Le contenu, abondamment illustré, se compose de six chapitres numérotés de 1 à 6 et de résumés en trois langues étrangères (français, allemand, italien) suivis d’une bibliographie, d’index portant sur les mots latins et les res. L’introduction (chap. 1) définit les conditions de la mise en œuvre et les critères retenus. Le chapitre 2, assurément le plus impressionnant et le plus nouveau, traite des objets, des bois, de la réutilisation des tablettes, de la fabrication des supports à partir de lattes remployées de tonneaux de vin du Rhin, de l’outillage, avant d’analyser les questions soulevées par la lecture (forme des lettres, forme et format des tablettes, typologie et taille, lien entre le format et l’usage du support). Le chapitre 3 privilégie le contexte archéologique (le site couvrant 1,2 ha est bordé à l’E. par le Walbrook, petite rivière ou ruisseau, comme on voudra, se jetant dans la Tamise à environ 500 m au S.) et la stratigraphie, avant de présenter les contextes chronologiques et humains dont les facettes sont d’une diversité inattendue. Ces témoignages datent principalement des années 50-80 et se situent donc à cheval sur la révolte de Boudica, la reine des Icéniens, en 60-61 dont Londres eut à souffrir parmi d’autres. Le chapitre 4 transcrit et commente les tablettes inscrites au stylet et classées en fonction du contenu déterminé par la face externe puis par la face interne : la correspondance (adresses et textes), les écrits à caractère financier ou juridique, des documents relevant de la comptabilité, des documents mélangés concernant des nombres et des chiffres ou des réutilisations, des alphabets et des formats inhabituels non inscrits, et enfin des tablettes faisant l’objet d’une description sans illustration faute de texte, outre l’édition de deux étiquettes illisibles mais ayant été gravées au stylet. Le chapitre 5 se rapporte à deux tablettes inscrites à l’encre et à la plume, soit une lettre fragmentaire à un Marcus sans doute et une autre, tout aussi fragmentaire, dont le destinataire n’est pas conservé. Le chapitre 6, d’ordre technique, est composé de divers appendices sur les analyses spectroscopiques de la cire (d’abeille) et l’usage de colorants et sur les tablettes antérieurement découvertes à Londres pour s’achever par des tableaux de concordance par période, tout d’abord par lieu de mise au jour des documents du catalogue (tab. 14) et ensuite des documents hors catalogue (tab. 15).

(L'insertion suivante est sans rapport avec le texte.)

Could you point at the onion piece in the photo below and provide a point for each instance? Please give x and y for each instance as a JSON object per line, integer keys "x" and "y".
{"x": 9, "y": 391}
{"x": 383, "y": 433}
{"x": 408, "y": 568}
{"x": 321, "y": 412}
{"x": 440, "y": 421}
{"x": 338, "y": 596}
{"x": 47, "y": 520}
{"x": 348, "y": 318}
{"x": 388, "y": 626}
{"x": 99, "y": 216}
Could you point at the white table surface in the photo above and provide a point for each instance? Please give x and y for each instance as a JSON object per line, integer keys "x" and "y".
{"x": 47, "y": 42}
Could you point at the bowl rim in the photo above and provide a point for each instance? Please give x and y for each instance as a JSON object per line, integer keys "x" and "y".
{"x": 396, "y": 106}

D’un point de vue technique, on observe que les tablettes, le plus souvent en bois de pin argenté (197 pièces), mais également en sapin (abies, natif de Gaule) ou en mélèze furent fabriquées dans un matériau extérieur en très grande majorité à la Bretagne (le saule et l’aulne plus rares étaient en revanche présents en Bretagne). Le site très humide a rendu nécessaire la mise au point de techniques d’évacuation de l’eau et de séchage de chaque tablette ou fragment afin d’en entreprendre l’examen et l’étude puis la conservation. Les tablettes étaient toutes inscrites suivant leur axe longitudinal, parallèle au grain du bois, en format « paysage ». Toutes les facettes n’étaient pas nécessairement recreusées pour accueillir la cire. Les 405 objets nouveaux ont plus que doublé la quantité déjà rassemblée depuis 1919, à savoir 300 environ dont 19 seulement offraient une certaine lisibilité. S’ajoutent cette fois 80 documents portant au moins des traces déchiffrables de texte. L’usage du stylet concernait les documents destinés à durer. L’encre, associée au bois local, portait des écritures éphémères.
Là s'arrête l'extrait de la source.